Al entrar en la habitación consultó el reloj. Sin pérdida de tiempo, tomó una ducha, se afeitó, perfumó su piel y sus ropas y bajó a cenar, solo. Si bien en la aldea toleraba las conversaciones con sus convecinos, aquí en la Ciudad la sola idea de tener que compartir la misma mesa le resultaba insoportable, casi ridícula. Aquí, él era otro. O dicho de otro modo, era él mismo, no el sumiso Mariano que conocían los campesinos, no el callado Mariano que perdía irremediablemente en las partidas de cartas de la sobremesa en el café, no el comprensivo Mariano que aceptaba con humildad las variopintas excusas que su esposa enarbolaba noche tras noche para evitar las embestidas de su cuerpo ansioso. Aquí, sólo aquí, entre estas calles, podía volver a ser el muchacho de veinte años que fuera en otro tiempo, aquel que las almas mezquinas de sus vecinos mataron definitivamente en aquel largo verano que ya no podía borrarse.

Tras la cena, escasa pero sabrosa, salió a dar un paseo. Como en años anteriores, se encaminó al barrio de las prostitutas. Sin la menor vacilación entró en el bar de siempre, tomó asiento en una banqueta junto al mostrador, miró en torno, pidió una copa de anís y se dispuso a esperar. Algunas chicas se le acercaron y él las rechazó con suavidad. La mujer que le había servido el anís le lanzaba de vez en cuando fugaces miradas como tratando de recordarle de alguna otra ocasión, pero, por más que le miraba, no conseguía reconocerle. Sin embargo, una sensación de intranquilidad se iba abriendo paso en su interior. Una joven de unos treinta años, morena, hermosa, tomó asiento junto a Mariano y se puso a mirarle fijamente.

—¿No vas a invitarme a una copita? —preguntó al poco rato.

—Me gustaría mucho —respondió él— pero estoy esperando a una amiga.

—¿Es más guapa que yo? —dijo la chica fingiendo sentir celos.

—Las dos sois muy guapas, pero ella y yo somos amigos desde hace muchos años.

Algo pareció agitarse en los ojos de la chica, ensombreciéndolos, en el momento en que volvió a hablar.

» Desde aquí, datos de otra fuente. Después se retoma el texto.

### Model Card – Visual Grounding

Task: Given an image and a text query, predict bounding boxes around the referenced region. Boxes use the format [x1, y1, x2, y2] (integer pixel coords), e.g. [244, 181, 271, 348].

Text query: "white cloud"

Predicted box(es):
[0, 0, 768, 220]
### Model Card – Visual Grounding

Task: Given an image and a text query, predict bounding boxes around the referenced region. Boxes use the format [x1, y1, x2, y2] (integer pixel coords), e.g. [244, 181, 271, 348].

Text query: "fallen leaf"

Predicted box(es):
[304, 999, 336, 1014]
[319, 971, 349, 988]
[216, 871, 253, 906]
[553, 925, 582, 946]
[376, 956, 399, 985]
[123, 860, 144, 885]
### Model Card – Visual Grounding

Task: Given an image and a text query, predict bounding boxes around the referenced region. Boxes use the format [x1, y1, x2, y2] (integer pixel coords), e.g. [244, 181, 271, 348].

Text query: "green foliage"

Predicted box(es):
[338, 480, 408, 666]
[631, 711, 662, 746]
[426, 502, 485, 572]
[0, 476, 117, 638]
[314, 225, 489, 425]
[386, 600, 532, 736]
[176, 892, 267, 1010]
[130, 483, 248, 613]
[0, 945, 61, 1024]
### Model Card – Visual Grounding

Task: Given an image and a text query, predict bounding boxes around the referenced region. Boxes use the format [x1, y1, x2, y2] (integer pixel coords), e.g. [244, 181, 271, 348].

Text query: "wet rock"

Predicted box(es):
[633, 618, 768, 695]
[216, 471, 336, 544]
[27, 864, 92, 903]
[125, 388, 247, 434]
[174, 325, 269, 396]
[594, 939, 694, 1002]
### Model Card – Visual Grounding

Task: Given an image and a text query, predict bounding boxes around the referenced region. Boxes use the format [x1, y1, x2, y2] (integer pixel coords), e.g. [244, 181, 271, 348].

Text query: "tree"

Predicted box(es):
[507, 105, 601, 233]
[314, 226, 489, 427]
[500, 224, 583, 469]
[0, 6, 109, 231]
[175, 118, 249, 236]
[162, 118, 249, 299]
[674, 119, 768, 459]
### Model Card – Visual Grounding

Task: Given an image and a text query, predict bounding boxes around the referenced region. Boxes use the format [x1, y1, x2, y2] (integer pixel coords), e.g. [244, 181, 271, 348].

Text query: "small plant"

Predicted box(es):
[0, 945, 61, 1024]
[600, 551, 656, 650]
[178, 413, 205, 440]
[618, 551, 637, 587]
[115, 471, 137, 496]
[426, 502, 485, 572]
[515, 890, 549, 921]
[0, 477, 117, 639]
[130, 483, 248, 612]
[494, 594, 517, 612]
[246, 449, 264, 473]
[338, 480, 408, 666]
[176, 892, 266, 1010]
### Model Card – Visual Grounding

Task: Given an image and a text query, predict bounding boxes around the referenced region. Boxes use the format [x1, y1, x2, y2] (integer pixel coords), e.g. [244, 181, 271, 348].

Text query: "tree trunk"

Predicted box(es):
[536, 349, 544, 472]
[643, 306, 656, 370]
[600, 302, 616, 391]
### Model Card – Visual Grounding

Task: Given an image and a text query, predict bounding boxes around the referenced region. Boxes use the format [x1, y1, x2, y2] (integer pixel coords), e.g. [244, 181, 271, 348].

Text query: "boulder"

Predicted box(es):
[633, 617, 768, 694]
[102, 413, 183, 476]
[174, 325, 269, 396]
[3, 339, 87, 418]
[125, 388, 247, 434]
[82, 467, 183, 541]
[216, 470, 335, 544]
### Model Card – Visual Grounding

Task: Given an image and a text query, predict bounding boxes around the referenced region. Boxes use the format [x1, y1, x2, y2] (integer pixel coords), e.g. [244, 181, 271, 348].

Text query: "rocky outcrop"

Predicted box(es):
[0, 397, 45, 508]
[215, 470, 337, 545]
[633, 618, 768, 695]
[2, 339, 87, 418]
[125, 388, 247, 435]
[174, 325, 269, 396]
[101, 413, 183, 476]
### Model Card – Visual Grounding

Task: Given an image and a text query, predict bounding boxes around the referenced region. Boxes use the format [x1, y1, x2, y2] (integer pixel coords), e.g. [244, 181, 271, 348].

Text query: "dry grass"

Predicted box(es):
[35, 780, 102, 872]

—¿Quién es? ¿Cuál es su nombre?

—¿Qué más da?

—Dímelo, por favor —el ruego de la joven desconcertó a Mariano por la extraña intensidad de su voz, por el límpido brillo aparecido de pronto en sus ojos. La mujer de la barra también se había acercado con una expresión extraña en su mirada.

—Bueno, aquí le dicen "Visi".

Un repentino silencio se extendió entre ellos. Los ojos de la chica buscaban apoyo en la camarera, que tragaba saliva con dificultad y parecía tener algún problema para respirar. Otra de las chicas se había acercado lo suficiente para oír las últimas palabras y se había quedado allí, inmóvil, con los ojos fijos en el entarimado, apoyada sin fuerzas en la barra, amenazando caerse de un momento a otro. Finalmente, cuando ya Mariano empezaba a preguntarse que podía significar la extraña actitud de aquellas mujeres, fue la camarera la que habló, con un hilo de voz que poco a poco se iba rompiendo en sollozo, dijo:

—La "Visi" se mató hace un mes. Se enteró de que había cogido el SIDA y no quiso seguir aguantando. Se tiró a las vías... y el tren, el tren...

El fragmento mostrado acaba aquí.